Anekantavada

By Leo Gura - September 2, 2018

If you’re a seeker of Truth, you need to understand the concept of Anekāntavāda:

“Anekāntavāda (‘many-sidedness’) refers to the Jain doctrine about metaphysical truths that emerged in ancient India. It states that the ultimate truth and reality is complex and has multiple aspects. According to Jainism, no single, specific statement can describe the nature of existence and the Absolute Truth. This knowledge… is comprehended only by the Arahats (enlightened masters). Other beings and their statements about Absolute Truth are incomplete, and at best a partial truth. All knowledge claims, according to the anekāntavāda doctrine must be qualified in many ways, including being affirmed and denied. The origins of anekāntavāda can be traced back to the teachings of Mahāvīra.”

“The Jain doctrine of anekāntavāda… states that truth and reality is complex and always has multiple aspects. Reality can be experienced, but it is not possible to totally express it with language. Human attempts to communicate is naya, or ‘partial expression of the truth’. Language is not Truth, but a means and attempt to express truth. From truth, according to Māhavira, language returns and not the other way around. One can experience the truth of a taste, but cannot fully express that taste through language. Any attempts to express the experience is syāt, or valid ‘in some respect’ but it still remains a ‘perhaps, just one perspective, incomplete’. In the same way, spiritual truths are complex, they have multiple aspects, language cannot express their plurality, yet through effort and appropriate karma they can be experienced.”
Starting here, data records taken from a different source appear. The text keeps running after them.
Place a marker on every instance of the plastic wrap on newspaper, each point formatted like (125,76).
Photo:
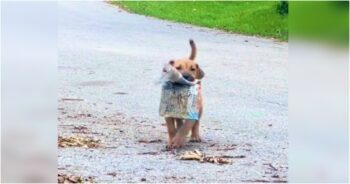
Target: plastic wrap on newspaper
(180,101)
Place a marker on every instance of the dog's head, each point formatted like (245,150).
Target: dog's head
(189,69)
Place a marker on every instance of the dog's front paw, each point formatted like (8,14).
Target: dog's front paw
(195,138)
(177,141)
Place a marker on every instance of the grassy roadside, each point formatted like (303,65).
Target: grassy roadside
(249,18)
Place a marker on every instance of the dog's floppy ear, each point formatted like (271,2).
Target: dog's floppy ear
(200,73)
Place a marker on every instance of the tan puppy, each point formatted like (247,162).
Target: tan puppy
(178,129)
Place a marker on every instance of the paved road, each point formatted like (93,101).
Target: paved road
(110,59)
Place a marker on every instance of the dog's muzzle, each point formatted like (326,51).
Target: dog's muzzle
(188,77)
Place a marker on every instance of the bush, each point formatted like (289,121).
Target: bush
(282,7)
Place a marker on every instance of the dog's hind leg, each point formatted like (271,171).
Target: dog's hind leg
(170,123)
(179,123)
(195,137)
(181,134)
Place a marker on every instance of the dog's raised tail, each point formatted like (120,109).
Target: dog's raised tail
(193,50)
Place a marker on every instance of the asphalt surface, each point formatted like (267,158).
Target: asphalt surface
(109,61)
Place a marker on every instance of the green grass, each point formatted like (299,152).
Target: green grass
(249,18)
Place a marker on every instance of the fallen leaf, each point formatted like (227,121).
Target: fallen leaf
(78,142)
(197,155)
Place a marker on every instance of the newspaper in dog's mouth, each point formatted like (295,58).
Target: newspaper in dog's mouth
(179,97)
(170,74)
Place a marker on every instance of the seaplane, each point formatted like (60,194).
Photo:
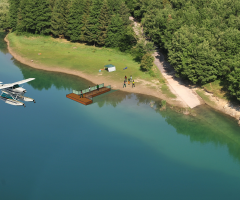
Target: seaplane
(13,94)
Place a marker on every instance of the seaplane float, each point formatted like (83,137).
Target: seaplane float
(13,94)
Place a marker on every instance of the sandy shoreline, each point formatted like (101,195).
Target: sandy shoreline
(140,88)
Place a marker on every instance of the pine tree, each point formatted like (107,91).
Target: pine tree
(103,24)
(92,23)
(85,18)
(43,17)
(114,31)
(75,19)
(34,17)
(60,13)
(4,14)
(52,4)
(124,13)
(13,13)
(21,20)
(147,62)
(113,6)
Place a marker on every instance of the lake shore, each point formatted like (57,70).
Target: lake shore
(142,86)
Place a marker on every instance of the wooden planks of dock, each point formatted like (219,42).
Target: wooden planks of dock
(86,99)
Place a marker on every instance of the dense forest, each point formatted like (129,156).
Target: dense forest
(201,37)
(96,22)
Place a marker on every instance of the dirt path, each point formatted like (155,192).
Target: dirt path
(183,92)
(176,85)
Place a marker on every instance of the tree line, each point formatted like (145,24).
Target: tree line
(96,22)
(4,14)
(201,37)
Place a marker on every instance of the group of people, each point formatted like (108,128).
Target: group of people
(129,80)
(81,94)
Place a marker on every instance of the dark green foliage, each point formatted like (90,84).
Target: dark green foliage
(59,21)
(52,3)
(141,49)
(34,17)
(103,21)
(113,6)
(4,14)
(75,19)
(114,32)
(124,13)
(128,39)
(92,23)
(85,17)
(147,62)
(234,80)
(201,37)
(13,13)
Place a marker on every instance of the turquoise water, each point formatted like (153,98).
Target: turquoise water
(117,148)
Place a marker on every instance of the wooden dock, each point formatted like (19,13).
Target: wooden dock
(87,97)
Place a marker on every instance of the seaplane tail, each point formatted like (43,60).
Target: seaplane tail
(12,101)
(23,98)
(12,92)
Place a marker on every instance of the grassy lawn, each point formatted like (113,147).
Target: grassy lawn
(77,56)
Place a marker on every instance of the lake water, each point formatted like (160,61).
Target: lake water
(119,148)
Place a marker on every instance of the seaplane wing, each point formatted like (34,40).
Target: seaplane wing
(16,83)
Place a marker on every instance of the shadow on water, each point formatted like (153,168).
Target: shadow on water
(209,126)
(3,45)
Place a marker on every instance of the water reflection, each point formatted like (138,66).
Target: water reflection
(208,126)
(3,45)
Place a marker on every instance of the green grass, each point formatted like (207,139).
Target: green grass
(205,98)
(88,59)
(167,92)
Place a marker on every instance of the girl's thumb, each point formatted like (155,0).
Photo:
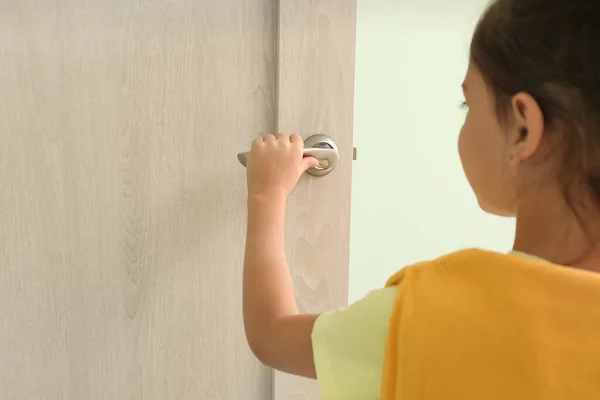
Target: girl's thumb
(309,162)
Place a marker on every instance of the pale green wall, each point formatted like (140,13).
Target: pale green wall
(410,199)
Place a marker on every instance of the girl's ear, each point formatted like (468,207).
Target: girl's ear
(528,129)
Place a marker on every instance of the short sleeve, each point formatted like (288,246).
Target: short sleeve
(349,346)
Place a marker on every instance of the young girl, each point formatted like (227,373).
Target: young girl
(472,324)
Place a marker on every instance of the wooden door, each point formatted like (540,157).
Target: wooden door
(122,204)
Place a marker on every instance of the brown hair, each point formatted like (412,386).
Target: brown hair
(549,49)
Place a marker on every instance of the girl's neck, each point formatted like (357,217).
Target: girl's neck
(547,227)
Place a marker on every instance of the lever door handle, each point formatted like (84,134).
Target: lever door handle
(321,147)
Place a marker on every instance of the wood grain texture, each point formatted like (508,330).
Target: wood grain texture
(121,200)
(316,95)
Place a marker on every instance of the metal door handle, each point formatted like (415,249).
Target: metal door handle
(321,147)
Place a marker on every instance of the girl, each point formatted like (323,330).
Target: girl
(472,324)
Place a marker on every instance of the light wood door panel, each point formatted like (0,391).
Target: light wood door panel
(122,202)
(316,95)
(122,205)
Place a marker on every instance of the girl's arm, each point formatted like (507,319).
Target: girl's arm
(278,336)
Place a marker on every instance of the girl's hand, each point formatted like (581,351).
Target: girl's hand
(275,164)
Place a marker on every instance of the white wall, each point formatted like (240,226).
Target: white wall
(410,199)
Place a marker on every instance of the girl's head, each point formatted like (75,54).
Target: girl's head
(533,93)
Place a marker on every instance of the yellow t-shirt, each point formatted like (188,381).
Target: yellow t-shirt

“Māhavira’s approach to answering all metaphysical philosophical questions was a ‘qualified yes’… The Buddha taught the Middle Way, rejecting extremes of the answer ‘it is’ or ‘it is not’ to metaphysical questions. The Māhavira, in contrast, taught his followers to accept both ‘it is’ and ‘it is not’, with ‘perhaps’ qualification and with reconciliation to understand the Absolute reality. The Jain doctrine of anekāntavāda, according to Bimal Matilal, states that ‘no philosophic or metaphysical proposition can be true if it is asserted without any condition or limitation’.”

“For example… all the following seven predicates must be accepted as true for a cooking pot, according to Matilal:

  • from a certain point of view, or in a certain sense, the pot exists
  • from a certain point of view, the pot does not exist
  • from a certain point of view, the pot exists and does not exist
  • from a certain point of view, the pot is inexpressible
  • from a certain point of view, the pot both exists and is inexpressible
  • from a certain point of view, the pot both does not exist and is inexpressible
  • from a certain point of view, the pot exists, does not exist, and is also inexpressible”

Wikipedia: Anekāntavāda

To really understand this is to move into Spiral Dynamics stage Yellow integral Tier 2 cognition, where every perspective is seen as part-true, part-false. This requires letting go of the notion of there being totally wrong and totally right perspectives — a notion which the lower Spiral stages cling to vehemently.

Anekāntavāda is relativism, but it is also so much deeper than conventional notions of relativism because there is an Absolute. It just cannot be encapsulated in finite symbols or thoughts.

The Jains have a really high quality epistemology. It’s amazing that Mahavira figured this out 2500 years ago, before the earliest Greek philosophers were even born! Compared to the Hindus the Greeks were savages.